Load testing is tricky because you need existing data, as well as, new data to be added and updated in the database. If you’re dealing with a lot of data, which we mostly are nowadays, then we need to do much better than loading a file into an empty table. The other caveat is that this is most important at the beginning of the project, when the processing performance is more of an unknown. This means that we can Test in Prod to start and ongoing for incremental changes.
From what we outlined so far, the test environment may or may not be very useful. So let’s back up a step and talk Dev. The common way of doing development and testing is on a centralized database. What’s my take on this approach?
So, what is Dev good for if we can’t really change the data and use it for unit testing? We can use it for baseline load tests and exploratory testing by the developers (as needed).
So what is unit testing anyway?
Unit tests:
Unit tests are the lifeblood of Continuous Integration (CI) / Continuous Delivery (CD). When we are discussing data projects, CI and CD are a Reese’s Peanut Butter cup. You start with a little chocolate, but then you need some peanut butter and then you can finish it off with more chocolate. You can build your code, but you cannot test it until it’s actually deployed someplace. That someplace needs to be a place that no developer ever goes. It’s not the Dev server, it’s just a place where we can run all the unit tests and make sure that once all the code is checked in, it still is not broken.
Unit tests in CI provide immediate feedback to the development team if there is any kind of problem. They make iterative changes a trivial thing, because we can have the confidence that we didn’t make the code any worse.
If you don’t have unit tests today, buy my book, Unit testing for dummies! Nah, just kidding, but I did start a project on github devoted to unit testing SQL, SSAS and SSIS packages. You can find out more here: https://www.nuget.org/packages/SqlTest/ and here: https://github.com/MarkWojciechowicz/SqlTest/wiki. tSQLt ( https://tsqlt.org/ ) is also very good, if you are just testing database code.
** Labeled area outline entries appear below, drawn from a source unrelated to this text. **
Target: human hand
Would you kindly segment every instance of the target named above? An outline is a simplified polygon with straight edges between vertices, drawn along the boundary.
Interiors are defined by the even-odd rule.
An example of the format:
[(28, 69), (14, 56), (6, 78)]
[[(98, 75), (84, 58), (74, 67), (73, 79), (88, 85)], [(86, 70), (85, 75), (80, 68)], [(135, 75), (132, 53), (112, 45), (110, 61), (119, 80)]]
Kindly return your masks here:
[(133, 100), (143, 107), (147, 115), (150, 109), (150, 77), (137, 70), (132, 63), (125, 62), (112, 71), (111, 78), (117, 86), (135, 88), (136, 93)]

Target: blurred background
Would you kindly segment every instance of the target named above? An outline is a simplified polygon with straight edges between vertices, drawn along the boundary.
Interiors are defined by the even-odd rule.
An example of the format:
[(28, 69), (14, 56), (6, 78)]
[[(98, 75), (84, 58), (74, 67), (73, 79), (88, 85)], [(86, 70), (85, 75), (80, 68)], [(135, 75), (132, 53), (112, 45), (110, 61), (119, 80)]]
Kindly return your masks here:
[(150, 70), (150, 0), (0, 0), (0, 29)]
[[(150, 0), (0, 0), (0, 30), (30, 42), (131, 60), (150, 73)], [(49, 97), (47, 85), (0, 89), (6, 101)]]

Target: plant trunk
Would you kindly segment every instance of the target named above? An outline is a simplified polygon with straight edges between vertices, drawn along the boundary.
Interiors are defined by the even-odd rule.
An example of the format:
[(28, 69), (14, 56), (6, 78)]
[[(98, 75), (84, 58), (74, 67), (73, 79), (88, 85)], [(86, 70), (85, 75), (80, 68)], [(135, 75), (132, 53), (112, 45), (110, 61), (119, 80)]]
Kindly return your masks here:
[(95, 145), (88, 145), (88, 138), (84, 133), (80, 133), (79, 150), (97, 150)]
Getting an established regression testing framework is much easier than you think. You only need to write the test – figure out the setup, execute the code and check the results. Put the result into your assert. Your going in assumption is that the code works, so anything that is output now, is correct.
A-B testing, traditionally, is having two versions of prod. The current version and the beta version, to which you impose these changes on different groups and see how things shake out. A similar concept could be applied for many other tests. In SSRS or Powerbi, create a space as a staging environment which points to prod. For SSAS, you can stand up a stage instance of a tabular model and use prod as the data source. There are challenges, of course, like if the reports depend on database code changes as well, but you can get creative with a migration process that uses an alternate schema, for example.
After all our testing, no matter what, we eventually test in prod. I’d rather do this purposefully, like in A-B testing. But, regardless of choice, CD gets you out of a pinch if you’ve screwed things up. Being able to revert a small change or quickly add something new is the hallmark of modern development. Any less and we’re tooling about with prod in test.